Marcelle Régnier, pionnière de la reconstruction de la peau

Comment vous est venue l’idée de reconstruire de la peau ?

Je travaillais à l’INSERM de Lyon dans l’équipe du Professeur Michel Prunieras. Son objectif était d’essayer d’aider les grands brûlés. Il avait une collaboration avec le Professeur Pierre Colson, un chirurgien des grands brûlés à l’Hôpital Saint-Luc. Il fallait essayer d’obtenir au laboratoire des supports compatibles avec la croissance des cellules épidermiques humaines. Nous avons commencé par faire de nombreux essais de culture de cellules épidermiques à partir de biopsies.

C’était d’abord leur prolifération qui posait problème. A cette époque, on ne connaissait pas encore la technique d’Howard Green du MIT qui démontra en 1975 que pour réussir, il ne fallait pas cultiver les kératinocytes seuls mais au contraire les associer avec d’autres cellules (fibroblastes 3T3) qui relarguent des facteurs de croissance. Avant cette découverte, on obtenait une culture très limitée, l’amplification était vraiment très faible.

L’autre problème, c’était de trouver un matériau de support adapté pour pouvoir transporter sur le brûlé ces cellules, si on arrivait à les cultiver. Nous avons fait beaucoup d’essais avec des membranes de gélatine mais cela ne fonctionnait pas vraiment. 

Mais, en 1976, Michel Prunieras, au retour d’un séjour aux États-Unis, a décidé d’appliquer la technique d’Albert Freeman qui consistait à déposer un explant de peau humaine sur un support puis à l’exposer à l’air pour que la couche cornée se forme. Ce faisant, la différenciation épidermique était beaucoup plus importante que lorsque les explants étaient cultivés en immersion dans le milieu de culture liquide. On le voyait très bien dans les coupes histologiques. A partir de là, nous avons fait des essais sur du derme humain desépidermisé.
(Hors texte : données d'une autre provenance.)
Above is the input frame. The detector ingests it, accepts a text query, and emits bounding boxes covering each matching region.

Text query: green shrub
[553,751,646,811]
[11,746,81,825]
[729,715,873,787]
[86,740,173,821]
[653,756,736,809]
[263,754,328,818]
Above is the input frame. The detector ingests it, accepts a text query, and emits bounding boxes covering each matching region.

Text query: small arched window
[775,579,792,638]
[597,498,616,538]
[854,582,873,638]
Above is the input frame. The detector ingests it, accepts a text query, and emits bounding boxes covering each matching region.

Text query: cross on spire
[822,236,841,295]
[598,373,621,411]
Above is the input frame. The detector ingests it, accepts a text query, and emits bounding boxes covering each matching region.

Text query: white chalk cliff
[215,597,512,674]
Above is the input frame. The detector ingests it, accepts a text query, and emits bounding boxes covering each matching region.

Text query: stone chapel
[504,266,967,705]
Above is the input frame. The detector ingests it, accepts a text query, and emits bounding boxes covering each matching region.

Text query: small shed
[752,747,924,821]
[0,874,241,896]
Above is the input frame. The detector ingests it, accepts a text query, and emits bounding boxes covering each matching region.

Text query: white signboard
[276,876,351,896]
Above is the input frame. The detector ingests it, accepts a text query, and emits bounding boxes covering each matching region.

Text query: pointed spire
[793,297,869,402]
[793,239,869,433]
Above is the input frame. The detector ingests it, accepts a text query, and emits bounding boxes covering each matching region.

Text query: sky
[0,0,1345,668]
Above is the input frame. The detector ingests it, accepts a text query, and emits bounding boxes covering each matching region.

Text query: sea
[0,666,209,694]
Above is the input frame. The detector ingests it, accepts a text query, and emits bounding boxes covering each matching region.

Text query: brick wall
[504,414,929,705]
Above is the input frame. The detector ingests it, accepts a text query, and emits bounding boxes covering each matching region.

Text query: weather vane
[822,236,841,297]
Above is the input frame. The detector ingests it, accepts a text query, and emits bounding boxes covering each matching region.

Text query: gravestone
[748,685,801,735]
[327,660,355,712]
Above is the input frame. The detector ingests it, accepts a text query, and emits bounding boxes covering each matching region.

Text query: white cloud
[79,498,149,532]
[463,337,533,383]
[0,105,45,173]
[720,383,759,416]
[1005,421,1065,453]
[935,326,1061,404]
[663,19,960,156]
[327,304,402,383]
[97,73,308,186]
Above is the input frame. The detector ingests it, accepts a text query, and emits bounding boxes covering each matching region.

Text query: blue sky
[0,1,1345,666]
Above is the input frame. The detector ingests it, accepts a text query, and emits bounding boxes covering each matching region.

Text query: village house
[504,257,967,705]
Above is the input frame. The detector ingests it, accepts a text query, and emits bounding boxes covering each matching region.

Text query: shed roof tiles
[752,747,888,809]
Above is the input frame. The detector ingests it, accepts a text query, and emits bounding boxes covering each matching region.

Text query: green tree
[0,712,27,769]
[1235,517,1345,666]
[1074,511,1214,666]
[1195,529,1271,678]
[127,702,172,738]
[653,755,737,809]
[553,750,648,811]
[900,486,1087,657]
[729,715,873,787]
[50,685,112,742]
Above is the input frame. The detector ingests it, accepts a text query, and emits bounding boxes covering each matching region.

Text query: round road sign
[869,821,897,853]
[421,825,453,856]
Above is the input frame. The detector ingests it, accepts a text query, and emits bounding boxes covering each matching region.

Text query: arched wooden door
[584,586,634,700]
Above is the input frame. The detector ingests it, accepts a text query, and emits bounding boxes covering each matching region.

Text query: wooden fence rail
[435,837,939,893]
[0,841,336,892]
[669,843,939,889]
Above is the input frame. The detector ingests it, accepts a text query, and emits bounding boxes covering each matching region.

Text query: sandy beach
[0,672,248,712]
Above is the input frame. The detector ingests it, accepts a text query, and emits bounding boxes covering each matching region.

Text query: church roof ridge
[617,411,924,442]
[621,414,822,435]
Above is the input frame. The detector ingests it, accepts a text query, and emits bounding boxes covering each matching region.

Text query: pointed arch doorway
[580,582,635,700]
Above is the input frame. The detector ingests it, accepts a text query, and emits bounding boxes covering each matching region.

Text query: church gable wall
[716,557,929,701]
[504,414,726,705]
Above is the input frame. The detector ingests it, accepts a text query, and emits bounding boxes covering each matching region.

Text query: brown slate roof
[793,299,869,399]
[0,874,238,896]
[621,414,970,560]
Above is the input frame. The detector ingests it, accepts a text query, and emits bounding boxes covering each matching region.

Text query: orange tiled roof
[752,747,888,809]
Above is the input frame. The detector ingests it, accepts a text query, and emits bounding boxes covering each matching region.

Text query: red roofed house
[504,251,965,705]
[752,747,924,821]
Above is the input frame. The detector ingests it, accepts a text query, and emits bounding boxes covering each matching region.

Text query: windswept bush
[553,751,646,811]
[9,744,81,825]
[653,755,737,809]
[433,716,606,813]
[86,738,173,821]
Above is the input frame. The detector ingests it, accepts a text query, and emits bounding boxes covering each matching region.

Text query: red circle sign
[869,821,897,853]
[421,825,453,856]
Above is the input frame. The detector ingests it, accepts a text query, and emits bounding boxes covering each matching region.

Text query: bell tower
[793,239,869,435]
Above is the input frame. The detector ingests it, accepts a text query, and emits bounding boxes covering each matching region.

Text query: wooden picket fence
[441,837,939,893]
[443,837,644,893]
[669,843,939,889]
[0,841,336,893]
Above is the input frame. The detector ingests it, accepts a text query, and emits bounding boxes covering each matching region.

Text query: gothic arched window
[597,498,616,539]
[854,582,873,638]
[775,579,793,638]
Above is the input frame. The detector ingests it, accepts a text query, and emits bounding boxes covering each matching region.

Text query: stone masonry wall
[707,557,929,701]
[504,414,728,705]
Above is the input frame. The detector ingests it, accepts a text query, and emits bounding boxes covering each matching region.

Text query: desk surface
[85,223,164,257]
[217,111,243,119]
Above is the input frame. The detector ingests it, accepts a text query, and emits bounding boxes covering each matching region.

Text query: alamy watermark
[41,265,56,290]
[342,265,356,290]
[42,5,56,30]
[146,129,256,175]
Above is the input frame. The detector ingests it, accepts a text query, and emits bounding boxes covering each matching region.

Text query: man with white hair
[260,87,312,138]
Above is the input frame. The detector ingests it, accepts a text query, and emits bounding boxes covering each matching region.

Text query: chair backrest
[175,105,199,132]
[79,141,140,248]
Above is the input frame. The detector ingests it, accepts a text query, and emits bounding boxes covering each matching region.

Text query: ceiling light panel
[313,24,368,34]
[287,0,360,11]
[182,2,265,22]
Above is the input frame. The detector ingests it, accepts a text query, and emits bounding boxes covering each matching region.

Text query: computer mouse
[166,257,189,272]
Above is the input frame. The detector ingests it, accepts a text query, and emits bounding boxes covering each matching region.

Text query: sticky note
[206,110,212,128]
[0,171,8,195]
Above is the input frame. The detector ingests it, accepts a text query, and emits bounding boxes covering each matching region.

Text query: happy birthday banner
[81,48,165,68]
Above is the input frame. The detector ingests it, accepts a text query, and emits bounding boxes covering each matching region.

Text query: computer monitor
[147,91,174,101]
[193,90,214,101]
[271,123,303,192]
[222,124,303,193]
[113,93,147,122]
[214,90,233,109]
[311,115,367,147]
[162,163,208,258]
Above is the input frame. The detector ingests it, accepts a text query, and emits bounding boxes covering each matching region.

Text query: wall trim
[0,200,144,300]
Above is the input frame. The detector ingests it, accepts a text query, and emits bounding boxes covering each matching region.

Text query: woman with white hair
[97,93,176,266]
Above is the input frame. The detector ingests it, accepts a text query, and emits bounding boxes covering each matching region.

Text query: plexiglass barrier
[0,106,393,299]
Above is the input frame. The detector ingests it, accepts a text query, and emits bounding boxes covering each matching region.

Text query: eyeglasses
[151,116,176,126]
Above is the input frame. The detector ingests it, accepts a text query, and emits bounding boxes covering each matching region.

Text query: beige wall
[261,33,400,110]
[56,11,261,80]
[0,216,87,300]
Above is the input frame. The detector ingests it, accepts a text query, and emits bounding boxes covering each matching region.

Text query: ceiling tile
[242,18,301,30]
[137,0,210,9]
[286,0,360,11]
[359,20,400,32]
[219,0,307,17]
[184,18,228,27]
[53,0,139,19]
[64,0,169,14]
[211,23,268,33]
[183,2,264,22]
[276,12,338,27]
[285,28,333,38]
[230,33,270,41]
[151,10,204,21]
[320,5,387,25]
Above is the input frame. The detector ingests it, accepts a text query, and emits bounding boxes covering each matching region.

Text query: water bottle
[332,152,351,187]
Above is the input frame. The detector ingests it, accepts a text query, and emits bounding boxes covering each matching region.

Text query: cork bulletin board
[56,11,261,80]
Ce qui était intéressant, c’était de pouvoir déposer les explants sur la membrane basale, c’est-a -dire directement sur la jonction naturelle entre épiderme et derme, là où les conditions de prolifération sont les meilleures.

En combinant la technique d’Howard Green avec un support dermique naturel humain, on a compris comment obtenir un épiderme reconstruit, même s’il était encore un peu limité en nombre de couches épidermiques superposées.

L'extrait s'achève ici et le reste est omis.